Gozar a vida sem freio e sem limites, sem qualquer
preocupação com as consequências dos atos e sem dar satisfação a quem quer que
seja. Há quem muito se afinize com essa imersão no turbilhão agitado dos
prazeres, dizendo-se dono da própria vida, senhor do próprio nariz.
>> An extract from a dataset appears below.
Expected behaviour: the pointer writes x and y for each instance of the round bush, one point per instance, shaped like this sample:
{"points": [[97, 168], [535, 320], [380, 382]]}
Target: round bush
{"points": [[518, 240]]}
Mas será
que se deixar levar pela emoção, pela sensação e pelo desejo, ao sabor das
circunstâncias, é mesmo ser livre?
Ser dono do próprio nariz é postura admirável e mesmo
natural e espontânea numa pessoa amadurecida. Acontece, porém, que muita gente
que se considera senhora de si costuma se aventurar facilmente por atalhos e
escolhas invariavelmente caprichosas. Nessa trilha, estão em ebulição sensações
diversas, certamente, mas que pouco ou nada acrescentarão em termos de
autoconhecimento, enquanto reforçarão o individualismo. Nessas veredas, muitas
pessoas se distanciam da construção da autonomia, aquele patamar que nos
permite iniciar a escalada da conquista da liberdade genuína. É que, não raro,
caindo no mundo acelerado para colecionar emoções, a pessoa acaba cedendo as
rédeas da vida a um ego ainda imaturo demais para o comando e direcionamento
dos passos no rumo da felicidade essencial. Embora enamorada da ideia de
liberdade (ideia, aliás, inata em nós), a pessoa caminha, na verdade, pela
precipitação e imaturidade, para uma espécie de prisão: a da cadeia lógica que
amarra causas e efeitos, ação e reação, já que com nossos pensamentos e
atitudes cada um constrói, inevitavelmente, o futuro para si. Ora, isso é muito
mais sério, complexo e completo do que chegar à maioridade, por exemplo, e se
achar, por isso, livre e sem limites – triste ilusão, se o mundo é sempre cheio
de fios e tramas causais que tecem suas esteiras de efeitos.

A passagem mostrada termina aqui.